The Consumer Financial Protection Bureau (CFPB) is reportedly planning to tighten up regulation of BNPL companies, introducing the same baseline consumer protections that already exist for credit cards.
With buy now pay later (BNPL) services booming, last year the CFPB introduced an inquiry into the market amid worries about accumulating debt levels and data harvesting by vendors.
The regulator submitted a series of orders to Klarna, PayPal, Affirm, Afterpay, and Zip to hand over information about their business models and clients’ shopping behavior when using their products. The report discovered that the five companies originated a cumulative 180 million loans in 2021, reaching $24.2 billion, an increase of over 200% from 2019.
For now, the bureau’s director Rohit Chopra has laid out defined plans to bring this growing sector under supervision. Chopra said that he has asked staff to:
“Identify potential interpretive guidance or rules to issue to ensure that Buy Now, Pay Later firms adhere to many of the baseline protections that Congress has already established for credit cards”.
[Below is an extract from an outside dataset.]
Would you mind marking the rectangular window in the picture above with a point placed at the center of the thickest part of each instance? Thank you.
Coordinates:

Furthermore, the CFPB is looking at the available data surveillance practices, mainly some of the types of transactional, demographic, and behavioral data collected for uses outside of the lending transaction.
This is linked to a separate CFPB inquiry into the move of Big Tech into payments, with some players – most notably Apple – looking to enter the BNPL sector.
Chopra Said:
“In the United States, we have generally had a separation between banking and commerce. But, as Big Tech-style business practices are adopted in the payments and financial services arena, that separation goes out the door.”